IRAs and property division

Divorces can be messy affairs for many couples in Massachusetts and other states across the country. Many couples find it difficult to discuss property division. There are some things, like homes and bank accounts, which are relatively easy to divide because so many couples have had to split them in the past. However, there are several couples across the country who are questioning whether or not they can divide an inherited IRA, and some are already doing it.

Usually, when a couple divorces, the property that is divided is property gained during the marriage. Separate property, which is individually owned before the marriage, can become marital property. People can have their spouse’s name put onto an account, or a spouse can contribute money to an account during the marriage. However, an inherited IRA cannot be owned by multiple people.

There are currently no tax codes or other regulations in place regarding IRA accounts. Even without the lack of regulations, many courts have allowed IRAs to be divided between divorcing couples.
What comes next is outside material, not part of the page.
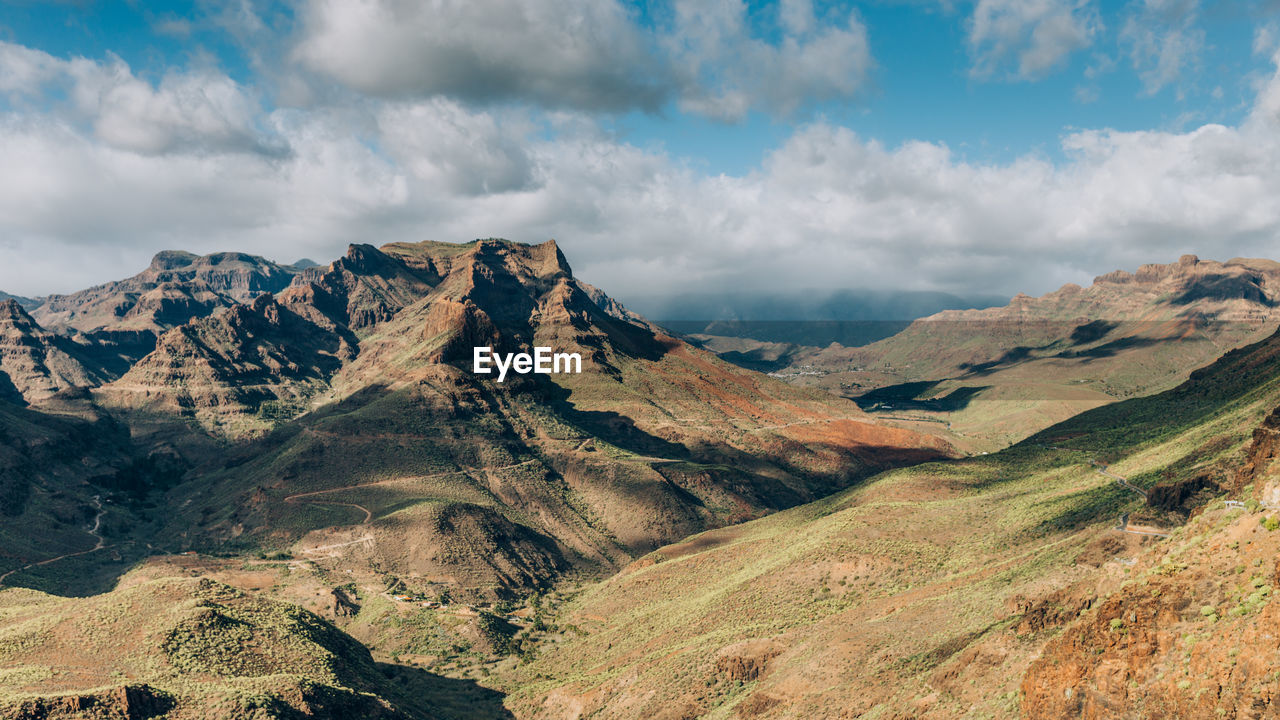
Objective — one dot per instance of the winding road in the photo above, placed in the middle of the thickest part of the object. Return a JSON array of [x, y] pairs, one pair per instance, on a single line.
[[369, 514], [1104, 469], [94, 531]]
Most of these couples must rely on state laws, which may vary greatly from state to state. Even when the IRA is determined to be separate property, some might still choose to use the funds to satisfy other property splits.

Property division can be difficult for many couples to discuss. However, with the help of an attorney, couples in Massachusetts who are seeking a divorce may be able to communicate more effectively. With clear and effective communication between both parties, a mutually beneficial property division arrangement may be reached.